お陰で製造全般の管理・監督という経験したことのない分野まで勉強が出来ました。
特級はどちらかといえば、工場長のような工場経営までの分野も含まれますから、
良い経験で私のこれからの仕事に生かせると思います」と目を輝かす山田氏。
その山田陽一氏は現在、加工製造部加工グループシニアチーフとして、
また公的業務は平成14年4月から機械加工(作業はNC旋盤・マシニングセンタを中心とした)全般の技能検定委員として、
福井県職業能力開発協会から委嘱をうけ、八面六臂の活躍をされています。
「特級機械加工技術士」若手3人組でモノ作りに挑む
「現場でモノ作りと生産技術の経験が私の財産です」
生産管理部資材グループ・生産主任/山口正男氏
「国家検定の特級技能士合格は、私にとって一つの財産であり勲章かも知れません。
でも技能士合格にむかって、やってきた経験と努力が大事だったと思います。
受かる受からぬより、自分にとって何かがプラスになる。
特に仕事以外のことで、多くの勉強が出来ました。
いろんなことを知っていることは大事ですし、決して損なことはない」といい切るのは、
平成14年後期の特級技能士(機械加工)に合格した、山口正男氏です。
地元の県立春江工業高等学校機械科を卒業した昭和53年3月、マツウラへ入社した山口正男氏は、
地元の農家の次男として昭和34年5月生れ。
入社いらい13年あまりの平成4年まで、製造部の機械加工現場で切粉と油と挌闘しながら技能を磨いて、
製造部生産技術グループで工程や生産技術などの部門を3年。
そして平成7年に生産管理部資材グループに異動し、現在同部資材グループ主任として、
部材の仕入や外注先との接渉などに精力的に活躍しています。
入社から13年あまりの製造部は機械加工は、小型・大型の平面研削盤から中型・大型そして門形のマシニングセンタ、
さらに小物旋盤加工と機械加工部門の約6割以上の作業経験をもつ技能者。
その技能を生かして生産技術部門で製造現場の裏方・黒子を3年体験して、生産管理部資材グループで、
実際に機械加工を経験し技能をもっているだけに、部材の購入や外注先との接渉には、威力を発揮するのが、
山口氏の大きな強味でしょう。
技能検定1級合格が平成6年前期試験。
この時も加工経験が物を言ったのでしょうが、加工現場の約2/3近くの多分野の経験と技能が、多いに味方してくれたのでしょう。

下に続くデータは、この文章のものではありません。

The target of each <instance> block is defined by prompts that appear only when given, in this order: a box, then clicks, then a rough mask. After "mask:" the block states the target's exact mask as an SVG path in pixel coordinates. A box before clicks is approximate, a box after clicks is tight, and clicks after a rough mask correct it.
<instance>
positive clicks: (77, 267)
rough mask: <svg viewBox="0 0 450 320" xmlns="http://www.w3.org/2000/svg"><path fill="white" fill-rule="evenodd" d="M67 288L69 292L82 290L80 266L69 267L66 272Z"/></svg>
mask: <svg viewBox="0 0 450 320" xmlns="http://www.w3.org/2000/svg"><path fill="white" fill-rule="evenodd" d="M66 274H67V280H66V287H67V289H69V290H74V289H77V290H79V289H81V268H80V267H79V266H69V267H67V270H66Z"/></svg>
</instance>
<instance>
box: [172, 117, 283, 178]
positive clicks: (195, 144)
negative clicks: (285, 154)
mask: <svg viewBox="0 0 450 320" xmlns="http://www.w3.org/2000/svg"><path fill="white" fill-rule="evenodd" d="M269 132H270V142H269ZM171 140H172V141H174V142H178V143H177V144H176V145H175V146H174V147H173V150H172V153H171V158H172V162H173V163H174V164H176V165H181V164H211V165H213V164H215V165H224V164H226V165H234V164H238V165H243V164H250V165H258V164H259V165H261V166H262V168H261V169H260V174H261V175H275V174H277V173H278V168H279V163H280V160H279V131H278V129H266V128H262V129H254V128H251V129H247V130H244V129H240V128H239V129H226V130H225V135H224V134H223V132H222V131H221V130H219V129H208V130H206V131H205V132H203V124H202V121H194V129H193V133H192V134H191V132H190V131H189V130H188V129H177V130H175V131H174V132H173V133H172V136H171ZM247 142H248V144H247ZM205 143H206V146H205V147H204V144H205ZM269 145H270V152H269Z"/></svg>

平成7年4月には福井県職業能力開発協会から技能検定委員の委嘱を受けたのも、その豊富な経験と技能が認められたからでしょうか。
「1級技能士だけですのに、とまどいもありました。
特級技能士への挑戦は、そんなとまどいを吹っ切る、ひとつの動機だったことは間違いありません」とは山口氏の言葉です。
1級合格後5年の実務経験が必修条件の特級受験は、そんな動機のほかに、中垣明照氏の独学での特級挑戦と合格、
そして会社の同僚でもあった、山田陽一氏との相互協力による頑張りが、大きな要素になったのでしょう。
平成12年後期に実務が、平成14年後期に学科が合格し、みごと特級技能士、山口正男氏の誕生です。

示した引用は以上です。